Closed stsour closed 2 years ago

stsour commented 2 years ago

Hi! Thanks for all your great work with mokapot!

I am trying to read in tide search results (target + decoy concatenated), and am running into an error when parsing the file.

psms = mokapot.read_pepxml('crux-output/tide-search.pep.xml', decoyprefix='decoy') Traceback (most recent call last): File "", line 1, in File "/home/tsour.s/.conda/envs/mokapot/lib/python3.9/site-packages/mokapot/parsers/pepxml.py", line 65, in read_pepxml psms = pd.concat([_parse_pepxml(f, decoy_prefix) for f in pepxml_files]) File "/home/tsour.s/.conda/envs/mokapot/lib/python3.9/site-packages/mokapot/parsers/pepxml.py", line 65, in psms = pd.concat([_parse_pepxml(f, decoy_prefix) for f in pepxml_files]) File "/home/tsour.s/.conda/envs/mokapot/lib/python3.9/site-packages/mokapot/parsers/pepxml.py", line 174, in _parse_pepxml df = pd.DataFrame.from_records(itertools.chain.from_iterable(psms)) File "/home/tsour.s/.conda/envs/mokapot/lib/python3.9/site-packages/pandas/core/frame.py", line 2034, in from_records first_row = next(data) File "/home/tsour.s/.conda/envs/mokapot/lib/python3.9/site-packages/mokapot/parsers/pepxml.py", line 236, in _parse_spectrum spec_info["ret_time"] = float(spectrum.get("retention_time_sec")) TypeError: float() argument must be a string or a number, not 'NoneType'

Here is a link to the tide search results: https://drive.google.com/file/d/1ApGUWC6KvdjRd-PLZuhZHxRj6DuzN1JA/view?usp=sharing

It seems like there is retention time info missing from the tide search, but I am not sure why this would be. Any help would be greatly appreciated!

Thanks!

wfondrie commented 2 years ago

Hi @stsour - thanks for opening this issue.

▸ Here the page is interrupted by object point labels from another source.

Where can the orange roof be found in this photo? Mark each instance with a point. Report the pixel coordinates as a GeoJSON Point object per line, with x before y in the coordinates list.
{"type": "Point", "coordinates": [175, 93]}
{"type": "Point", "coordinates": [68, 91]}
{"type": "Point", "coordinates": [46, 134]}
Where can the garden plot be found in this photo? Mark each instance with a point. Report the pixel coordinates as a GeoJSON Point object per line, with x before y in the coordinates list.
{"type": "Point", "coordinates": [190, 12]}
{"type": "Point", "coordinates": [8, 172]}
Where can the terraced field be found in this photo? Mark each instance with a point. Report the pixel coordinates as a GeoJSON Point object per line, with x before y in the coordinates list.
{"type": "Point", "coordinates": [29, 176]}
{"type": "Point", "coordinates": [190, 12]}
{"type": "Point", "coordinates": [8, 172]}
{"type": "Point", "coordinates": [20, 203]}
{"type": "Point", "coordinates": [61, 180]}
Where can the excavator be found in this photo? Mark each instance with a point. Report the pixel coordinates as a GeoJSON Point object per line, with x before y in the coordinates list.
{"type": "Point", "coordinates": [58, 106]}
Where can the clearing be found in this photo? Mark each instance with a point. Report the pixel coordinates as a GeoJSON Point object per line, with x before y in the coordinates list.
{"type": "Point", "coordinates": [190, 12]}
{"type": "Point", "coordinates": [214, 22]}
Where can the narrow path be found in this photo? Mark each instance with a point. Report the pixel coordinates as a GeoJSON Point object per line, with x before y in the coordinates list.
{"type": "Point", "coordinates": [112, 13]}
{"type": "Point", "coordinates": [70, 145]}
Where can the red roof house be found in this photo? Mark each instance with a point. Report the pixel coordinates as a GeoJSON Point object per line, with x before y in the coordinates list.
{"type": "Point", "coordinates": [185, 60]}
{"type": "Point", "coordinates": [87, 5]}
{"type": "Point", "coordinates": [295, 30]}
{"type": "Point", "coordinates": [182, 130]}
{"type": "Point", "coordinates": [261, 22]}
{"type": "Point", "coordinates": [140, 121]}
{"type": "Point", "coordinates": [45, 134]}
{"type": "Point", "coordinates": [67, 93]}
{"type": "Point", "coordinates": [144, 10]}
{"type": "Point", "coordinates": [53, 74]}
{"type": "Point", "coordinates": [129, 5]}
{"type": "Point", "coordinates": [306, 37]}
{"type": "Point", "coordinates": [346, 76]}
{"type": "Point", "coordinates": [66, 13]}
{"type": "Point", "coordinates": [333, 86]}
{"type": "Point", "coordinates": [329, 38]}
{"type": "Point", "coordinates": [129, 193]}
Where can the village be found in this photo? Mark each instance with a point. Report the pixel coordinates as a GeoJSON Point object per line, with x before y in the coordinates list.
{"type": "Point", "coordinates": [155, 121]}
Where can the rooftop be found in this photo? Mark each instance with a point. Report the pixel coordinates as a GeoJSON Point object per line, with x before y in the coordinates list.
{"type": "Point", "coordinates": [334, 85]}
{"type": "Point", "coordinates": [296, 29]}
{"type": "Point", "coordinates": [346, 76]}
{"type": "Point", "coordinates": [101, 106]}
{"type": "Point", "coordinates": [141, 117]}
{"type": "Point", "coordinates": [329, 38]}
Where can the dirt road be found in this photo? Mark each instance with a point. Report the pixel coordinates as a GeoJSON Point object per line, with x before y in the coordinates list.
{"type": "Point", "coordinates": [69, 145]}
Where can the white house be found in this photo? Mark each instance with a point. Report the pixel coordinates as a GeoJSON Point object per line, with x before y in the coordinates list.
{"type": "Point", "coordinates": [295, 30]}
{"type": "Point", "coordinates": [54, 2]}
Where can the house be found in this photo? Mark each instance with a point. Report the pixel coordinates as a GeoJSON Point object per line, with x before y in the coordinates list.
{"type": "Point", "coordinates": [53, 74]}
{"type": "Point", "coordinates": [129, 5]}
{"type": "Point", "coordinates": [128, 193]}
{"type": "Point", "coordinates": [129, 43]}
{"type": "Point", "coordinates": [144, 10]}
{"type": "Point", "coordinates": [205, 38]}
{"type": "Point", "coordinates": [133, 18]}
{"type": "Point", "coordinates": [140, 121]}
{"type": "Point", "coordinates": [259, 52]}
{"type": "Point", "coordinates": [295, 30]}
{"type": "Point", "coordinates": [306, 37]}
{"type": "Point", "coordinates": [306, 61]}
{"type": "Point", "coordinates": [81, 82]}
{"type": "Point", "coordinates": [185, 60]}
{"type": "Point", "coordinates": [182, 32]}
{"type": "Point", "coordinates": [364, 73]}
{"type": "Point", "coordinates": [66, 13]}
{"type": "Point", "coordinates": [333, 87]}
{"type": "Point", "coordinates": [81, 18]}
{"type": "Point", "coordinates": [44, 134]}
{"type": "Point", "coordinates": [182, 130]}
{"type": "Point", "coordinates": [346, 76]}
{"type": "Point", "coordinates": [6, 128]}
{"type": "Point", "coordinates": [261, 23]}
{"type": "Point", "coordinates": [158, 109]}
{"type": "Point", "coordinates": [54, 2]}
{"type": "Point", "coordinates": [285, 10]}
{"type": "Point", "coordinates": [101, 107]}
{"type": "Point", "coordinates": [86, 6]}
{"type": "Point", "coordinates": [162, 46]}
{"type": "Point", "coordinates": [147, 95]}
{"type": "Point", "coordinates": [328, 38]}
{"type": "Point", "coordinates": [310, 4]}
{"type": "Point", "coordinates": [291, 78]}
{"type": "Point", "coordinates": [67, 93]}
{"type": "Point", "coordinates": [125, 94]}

It seems like there is retention time info missing from the tide search, but I am not sure why this would be.

This is indeed the case. Unfortunately, Tide's pepXML output has not traditionally conformed to the pepXML standard, so it's hard to guarantee that any change we make here will work in the long-term.

In this case, retention time is one of the missing fields. The good news is that mokapot only uses retention time to create a unique identifier for the mass spectra acquired in the experiment and it is often redundant with other information. I'll try disabling this for when the retention time field is missing and see if it works.

In the mean time, my suggestion is to use the --pin-output T parameter with tide-search, which will generate a .pin file that can be used by mokapot.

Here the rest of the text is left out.